Between 1895 and 1897, Heinemann was the publisher of William Ernest Henley's periodical New Review. In the late 1890s, Heinemann and the American publisher Frank Doubleday financially supported Joseph Conrad during his initial attempt at writing what eventually became The Rescue, and Heinemann was the British publisher for Conrad's The Nigger of the 'Narcissus' in 1897. One of the company's businesses at that time was to sell English books to a Japan that was beginning to be interested in items of Western culture. Heinemann sold to the Japanese bookstore Maruzen translations of the works of Dostoyevsky and 5000 copies of Mutual Aid: A Factor of Evolution by Peter Kropotkin. In 1912, the company began publishing the Loeb Classical Library series, publications of ancient works with the Greek or Latin text on the left-hand page, and a literal translation on the right hand page. The series has been called "the most significant" of the parallel-text translations. Since 1934, it has been co-published with Harvard University.

On Heinemann's death in 1920 a majority stake was purchased by U.S. publisher Doubleday, with Theodore Byard, who had previously been a professional singer, joining to lead the offices.

A subsidiary company was established in The Hague in 1953; originally intended to distribute works in English to continental Europe, it eventually began to directly print Heinemann's books as well.

The company was later acquired by conglomerate Thomas Tilling in 1961. When the impending takeover became known, Graham Greene (who had been with Heinemann since his first work in 1929) led a number of Heinemann authors who protested by taking their works to other publishers, including The Bodley Head, of which Greene was a director.

Heinemann Publishing was established in the United States in 1978 as a U.S. subsidiary of Heinemann UK. Heinemann published books for school teachers of language arts K–12 and continues to this day.

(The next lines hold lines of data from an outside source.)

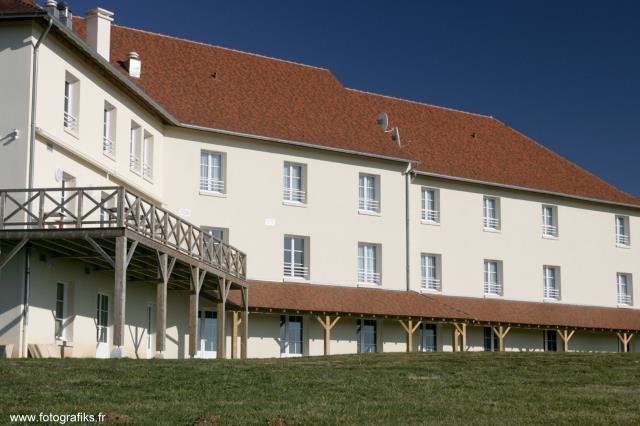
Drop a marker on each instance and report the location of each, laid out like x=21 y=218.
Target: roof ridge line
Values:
x=566 y=160
x=419 y=103
x=221 y=47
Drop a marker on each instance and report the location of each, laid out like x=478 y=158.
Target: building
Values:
x=133 y=164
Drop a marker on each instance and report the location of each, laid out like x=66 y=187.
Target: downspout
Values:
x=32 y=149
x=407 y=209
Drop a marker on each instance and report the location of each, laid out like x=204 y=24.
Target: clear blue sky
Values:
x=564 y=73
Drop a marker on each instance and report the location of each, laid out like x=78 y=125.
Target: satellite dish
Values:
x=58 y=175
x=383 y=121
x=395 y=135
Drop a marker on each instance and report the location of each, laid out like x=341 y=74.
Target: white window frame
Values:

BTR bought Thomas Tilling in 1983, and were not interested in its publishing division, so Heinemann was put on the block. Heinemann was purchased by the Octopus Publishing Group in 1985, and shortly afterwards sold the sprawling Heinemann HQ in rural Kingswood, Surrey for development; Octopus was purchased by Reed International (now Reed Elsevier) in 1987. Heinemann Professional Publishing was merged with Butterworths Scientific in 1990 to form Butterworth-Heinemann. Random House bought Heinemann's trade publishing (now named William Heinemann) in 1997. Egmont Group bought Heinemann's children's publishing and Macmillan Education bought Heinemann ELT in 1998. Remaining Heinemann's educational unit became part of Harcourt Education when Reed Elsevier purchased the company in 2001. Pearson purchased the UK, South African, Australian and New Zealand arms of Harcourt Education in May 2007, while Houghton Mifflin purchased the American operations a few months later. Pearson sold the school library publisher Heinemann-Raintree to Capstone Publishers in 2008. Egmont Group sold its UK book division to HarperCollins in 2020. Penguin Random House merged William Heinemann with Hutchinson to form Hutchinson Heinemann in 2021.

In 1957, Heinemann Educational Books (HEB) created the African Writers Series, spearheaded by Alan Hill and West Africa specialist Van Milne, to focus on publishing the writers of Africa such as Chinua Achebe, who was the first advisory editor of the series. Heinemann was awarded the 1992 Worldaware Award for Social Progress. The series was relaunched by Pearson in 2011.

Inspired by the African Writers Series, Leon Comber launched the Writing in Asia Series in 1966 from Singapore. Two Austin Coates books in the series, Myself a Mandarin and City of Broken Promises, became bestsellers, but the series, after publishing more than 70 titles, was to fold in 1984 when Heinemann Asia was taken over by a parent group of publishers.

In 1970, the Caribbean Writers Series—modelled on the African Writers Series—was launched by James Currey and others at HEB to republish work by major Caribbean writers.